“Undoubtedly the art hub of Asia” is how Charles Ross, managing director of Art13 London, describes Hong Kong. He should know. Ross also served as managing director of Art HK, which evolved into Art Basel Hong Kong in 2013. Last year it’s estimated that the event generated over US$1bn in sales and a footfall of 65,000.
Satellite events being the must-have accessory for any major art fair, Friday March 13 marks Hong Kong’s next cultural milestone with the launch of Art Central (tickets from HK$200, about £17), a four-day lead into the world’s newest Art Basel, which kicks off two days later. Ross, along with Art HK’s founders Tim Etchells and Sandy Angus, has gathered 76 contemporary galleries from 21 countries, including Conny Dietzschold Gallery of Sydney and Cologne, Richard Koh Fine Art of Kuala Lumpur and Singapore (look out for Thai artist Natee Utarit’s oil on canvas Passage to the Song of Truth and Absolute Equality, £333,990) and Istanbul’s Krampf Gallery, where standout pieces include surrealist metal works by American sculptor Rona Pondick (Fox, £65,000, second picture). According to Art Central co-director Eve Share Banghart, another Art HK alumna, “there are 17 satellite fairs around Art Basel Miami Beach, but up to now Hong Kong has lacked this component. Art Central represents a natural progression in this city’s development on the international art stage.”
An emphasis on the homegrown also distinguishes this fair, with 65 per cent of Art Central’s participating galleries coming from greater Asia, including 19 from Hong Kong. Prominent Hong Kong galleries participating include Galerie du Monde and Contemporary by Angela Li, which will show Hong Kong-centric works by American photographer Peter Steinhauer, including One Thousand Flats, Hong Kong – 2013 (£7,739, third picture) and Lin Hongbo’s intimate Graze sculpture (£3,187, fourth picture).
Banghart, who worked at Gagosian Gallery in London before moving to Hong Kong, is especially excited about Rise, a sector of 11 solo-show or dual-artist presentations from galleries established in the past five years, such as Mur Nomade, a nascent space in Hong Kong’s edgy South Island Cultural District. “I’m keeping an eye on Vivian Poon, a Hong Kong painter.
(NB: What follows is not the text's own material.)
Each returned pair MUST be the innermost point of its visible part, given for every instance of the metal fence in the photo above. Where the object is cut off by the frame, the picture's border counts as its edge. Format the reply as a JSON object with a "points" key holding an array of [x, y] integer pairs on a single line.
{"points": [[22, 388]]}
Her clean, minimal series on vintage notebook paper Yellow, Blue, Green, White and Red 2015 (£588 each, example in first picture) explores how colour shapes the limits of what we can know.”
The space will be a 10,000sq m pop-up on Victoria Harbour designed by London’s Stiff + Trevillion, “the largest temporary structure ever erected in Hong Kong”, enthuses pioneering Hong Kong gallerist Mandy d’Abo. Her Cat Street Gallery participated in the first five years of Art HK, but has switched to the satellite. “What was accomplished with Art HK was amazing. I think that same energy will manifest at this forward-thinking event. It’s positively flush with opportunities to feast one’s eyes on the future of art.”